Solidarität mit britischem Rechtsextremisten

Auch ein Blick auf die Facebook-Seite der JA Wiesbaden zeigt immer wieder die Nähe zu IB, Pegida und Co. So unterstützte die JA unter anderem die Kampagne #FreeTommy, die die Freilassung des britischen Hooligans und Rechtsextremisten Tommy Robinson zum Ziel hatte. Robinson ist der Gründer der English Defense League, einem Zusammenschluss islamfeindlicher Hooligans, und die in Deutschland den Hooligans gegen Salafisten (Hogesa) als Vorbild diente. Robinson hatte vor einem Gericht die Angeklagten eines Falls von Kindesmissbrauch vor dem Gericht gefilmt und bei Facebook gestreamt. In England ist dies bei Verhandlungen zu Raub-, Mord- und Sexualdelikten verboten, da diese Fälle von einem Geschworenengericht verhandelt werden und die Geschworenen nicht von Dritten beeinflusst werden sollen. Bei den Tatverdächtigen handelte es sich um muslimische Einwanderer. Da Robinson Anfang 2017 in einem ähnlichen Fall zu einer Gefängnisstrafe auf Bewährung verurteilt wurde, musste er nun ins Gefängnis (mittlerweile ist er gegen Kaution entlassen worden). Die Kampagne #FreeTommy, die unter anderem auch von der Identitären Bewegung unterstützt wird, stilisierte Robinson als Freiheitskämpfer, der wegen seiner angeblich “unbequemen” Meinung inhaftiert wurde. Die JA Wiesbaden teilte entsprechende Beiträge des hessischen JA-Vorsitzenden Jan Nolte und des Bundesvorsitzenden der JA, Damian Lohr, auf ihrer Facebook-Seite und zeiget damit, was sie von Recht und Gesetz hält: nichts, wenn es gegen Muslime geht. Auch die Verschwörungstheorie vom großen Austausch oder der „Umvolkung“, die die IB ebenso vertritt, ist auf der Facebook-Seite der JA Wiesbaden zu finden.

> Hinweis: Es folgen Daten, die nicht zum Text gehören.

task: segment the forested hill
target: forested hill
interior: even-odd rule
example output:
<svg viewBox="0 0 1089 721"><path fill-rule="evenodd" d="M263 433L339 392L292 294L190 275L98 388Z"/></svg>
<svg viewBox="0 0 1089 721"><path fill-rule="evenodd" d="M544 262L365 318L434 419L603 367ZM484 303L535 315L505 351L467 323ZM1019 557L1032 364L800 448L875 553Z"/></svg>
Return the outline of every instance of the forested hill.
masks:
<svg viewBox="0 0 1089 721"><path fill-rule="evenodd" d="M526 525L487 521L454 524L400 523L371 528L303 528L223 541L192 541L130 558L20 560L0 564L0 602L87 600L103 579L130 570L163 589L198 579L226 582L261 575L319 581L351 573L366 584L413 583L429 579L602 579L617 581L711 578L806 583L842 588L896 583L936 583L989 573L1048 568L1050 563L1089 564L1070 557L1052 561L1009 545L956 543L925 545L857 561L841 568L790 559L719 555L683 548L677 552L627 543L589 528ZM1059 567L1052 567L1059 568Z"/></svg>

Für Rechtsextremismusexperte Jellonnek ist deshalb klar: „Die AfD schafft es nicht ihren Parteinachwuchs unter Kontrolle zu bringen, falls sie das überhaupt will. Deshalb muss die AfD es sich gefallen lassen, als rechtsextreme Partei bezeichnet zu werden.”

Wie passen also die Aktivitäten der Parteijugend zur angeblichen Abgrenzung gegen rechts außen? Eine schriftliche Anfrage des sensors ließ die AfD Wiesbaden unbeantwortet.